Study Type 2: Small Group Experiment
Individual groups of students (four to eight) can conduct a within-subjects experiment of their choosing (within appropriate limits). Students can design it as a group and write a proposal with specific methods of collection, concise description of the independent variable, and instructions to participants. For instance, a group may wish to see if there is a difference between their at-class cortisol levels and their away-from-class cortisol levels. The samples should be taken on different days but at a similar time-point within each day. Thus, a student may take a 1:00 PM sample at school on Thursday, then take a 1:00 PM sample at home the following Saturday. For examples of the types of manipulations that have produced changes in cortisol, Kirschbaum and Hellhammer (1994) provide a comprehensive table of published experimental manipulations and their effect on cortisol levels.
The Assignment
After a general explanation of the lab module, HPA axis background, and sample collection instructions, students can divide up into small groups (four to eight students). Each group can meet and decide on an experiment and write a small proposal. This can be handed in to be approved and/or modified by the instructor. Allow a minimum of several weeks between the handing out of sampling kits and the actual running of samples in the laboratory. During the actual laboratory meeting, we used the downtime during incubation steps to show students what they would be doing with their raw data once the assay was completed. Students can be given a worksheet and graph paper (such as those generated using Graph Paper Printer™ software obtained from www.hotdownloads.com) and instructed in their use during this downtime. Once the assay is completed and the plate for a particular group has been read (we had groups sign up for specific assay times staggered throughout two days), students can be asked to do the following:
Take the raw optical density values from the plate reader printout and manually transform standards and sample optical density values to “proportion of zero absorbance” using the worksheet (logit values cannot be ≥ 1 so are best presented as the percent of some standard). For instance, if the absorbance for the zero standard had an optical density of 1.82, a sample having a raw absorbance of 1.43 would have a proportion of zero absorbance of: 1.43 ÷ 1.82 = 0.79.
- Manually plot the standard curve (using the proportion-of-zero values and omitting the zero point from the curve) and estimate the level of cortisol in your samples on three types of graphs by visual interpolation:
- Linear: shows the student what an exponential dose-response function looks like and the inherent difficulty in predicting sample levels based on a curved line.

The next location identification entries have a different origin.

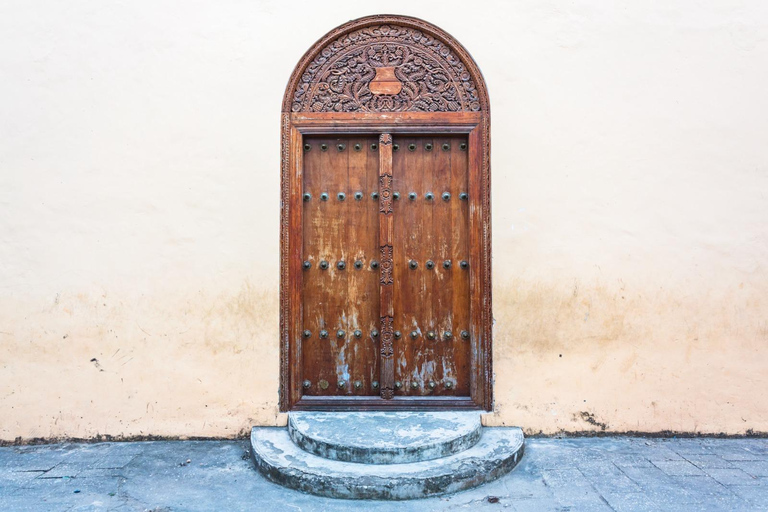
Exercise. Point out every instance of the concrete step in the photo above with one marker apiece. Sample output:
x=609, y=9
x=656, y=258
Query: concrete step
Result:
x=384, y=437
x=282, y=461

- Log-Linear: shows how exponential data can be transformed into a relatively straight line utilizing a concept (common logarithms) with which the student is already familiar.
- Log-Logit: shows another type of straight-line transformation and allows students to visualize what our spreadsheet calculates.
Although students were responsible for hand-calculating cortisol values for their own samples, because of time and resource constraints, we entered all student raw data into the spreadsheet ourselves and gave students a copy of all data at the next class meeting. The spreadsheet we created for data reduction utilized a log-logit transformation but any curve-fitting program will do and even manual data reduction via the graph printouts should provide usable data. Once students have been given the data for the entire class, they can be asked to:
Create a scatter plot of each student’s (i.e., the entire class) AM value and PM baseline value (or the lowest of their PM values). Cortisol levels should be plotted against time of day. Alternatively, a categorical column graph of AM vs. PM could be generated.
Perform a regression analysis on the circadian data or (alternatively, based on level of sophistication) divide the data into discrete groups (i.e., AM vs. PM) and perform the proper t-test on the group means.
Create at least one figure and perform at least one analysis on their experimental “group” data.
Write an APA style paper (including figures and analyses above) with Study #1 being the “Circadian Periodicity” part of the lab and Study #2 being the “Group Experiment” aspect. The three graphs (linear, log-linear, and log-logit) and hand-calculated cortisol estimates using each graph type can be attached to the paper as an appendix.
RESULTS AND DISCUSSION
Professors’ Pilots of Circadian Periodicity (within-subjects, N=2)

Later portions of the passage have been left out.